Nov 5 (Reuters) Iran has increased its stockpile of 60% enriched uranium to 25 kilograms (55 pounds), state media reported on Friday, potentially adding to complications dogging efforts to revive Tehran’s 2015 nuclear deal with world powers.

Negotiations are due to resume on Nov. 29 in Vienna. But Western powers have said Iran‘s accelerating enrichment of uranium closer to weapons grade, breaching limits set by the pact after Washington under then-President Donald Trump withdrew from the pact in 2018, is dimming chances of salvaging it.
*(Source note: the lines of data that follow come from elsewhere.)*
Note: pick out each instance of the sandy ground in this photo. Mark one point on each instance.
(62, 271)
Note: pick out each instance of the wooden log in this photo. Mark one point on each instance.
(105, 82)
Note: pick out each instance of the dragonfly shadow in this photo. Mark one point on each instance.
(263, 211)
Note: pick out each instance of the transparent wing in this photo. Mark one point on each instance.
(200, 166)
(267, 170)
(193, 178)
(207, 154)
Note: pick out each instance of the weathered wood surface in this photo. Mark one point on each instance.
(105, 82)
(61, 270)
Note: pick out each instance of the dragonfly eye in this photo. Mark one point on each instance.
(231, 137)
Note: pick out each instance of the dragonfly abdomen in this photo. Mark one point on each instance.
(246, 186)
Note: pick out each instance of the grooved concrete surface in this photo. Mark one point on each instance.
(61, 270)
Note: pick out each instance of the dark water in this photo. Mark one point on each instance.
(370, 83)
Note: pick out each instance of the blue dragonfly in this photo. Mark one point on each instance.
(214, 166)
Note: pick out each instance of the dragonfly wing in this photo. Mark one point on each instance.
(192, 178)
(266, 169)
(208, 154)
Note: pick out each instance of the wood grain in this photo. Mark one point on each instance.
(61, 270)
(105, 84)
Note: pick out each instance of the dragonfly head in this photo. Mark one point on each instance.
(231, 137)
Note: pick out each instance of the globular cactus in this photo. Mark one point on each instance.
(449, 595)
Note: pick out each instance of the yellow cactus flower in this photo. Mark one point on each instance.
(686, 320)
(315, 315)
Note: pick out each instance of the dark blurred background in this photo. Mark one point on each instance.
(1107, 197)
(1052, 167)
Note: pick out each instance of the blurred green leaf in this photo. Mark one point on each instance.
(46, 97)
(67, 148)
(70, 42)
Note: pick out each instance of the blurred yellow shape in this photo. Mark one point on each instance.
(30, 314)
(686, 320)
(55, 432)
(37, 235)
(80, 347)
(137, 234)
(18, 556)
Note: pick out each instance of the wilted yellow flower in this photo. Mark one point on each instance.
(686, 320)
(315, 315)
“So far we have produced 25 kilograms of 60% uranium, which, except for countries with nuclear weapons, no other country is able to produce,” Iranian media quoted Behrouz Kamalvandi, spokesman for the Atomic Energy Organisation of Iran, as saying.

Iran has in the past denied seeking nuclear weapons, saying it is refining uranium only for civilian energy uses, and has said its breaches are reversible if the United States lifts sanctions and rejoins the agreement.

In April, the U.N. nuclear watchdog said Tehran had begun the process of enriching uranium to 60% fissile purity at an above-ground nuclear plant at Natanz, confirming earlier statements by Iranian officials.

Iran said in June it had made 6.5 kg of uranium enriched to up to 60%.

The nuclear deal caps the purity to which Tehran can refine uranium at 3.67%, the level suitable for most civilian nuclear energy, well under the 20% achieved before the 2015 deal and far below the 90% suitable for a nuclear weapon.

U.S. President Joe Biden’s administration says it wants to return to the deal but disagrees with Iran on which steps need to be taken and when, with key issues being what nuclear limits Tehran will accept and what sanctions Washington will remove.

Western officials and analysts believe Tehran’s escalation of enrichment, while being in no hurry to return to talks that were adjourned in June when an anti-Western hardliner was elected president, is meant to gain leverage to extract more concessions when negotiations do resume.

The Biden administration said on Oct. 31 that it was unclear whether Iran was willing to rejoin the talks “in a meaningful way”.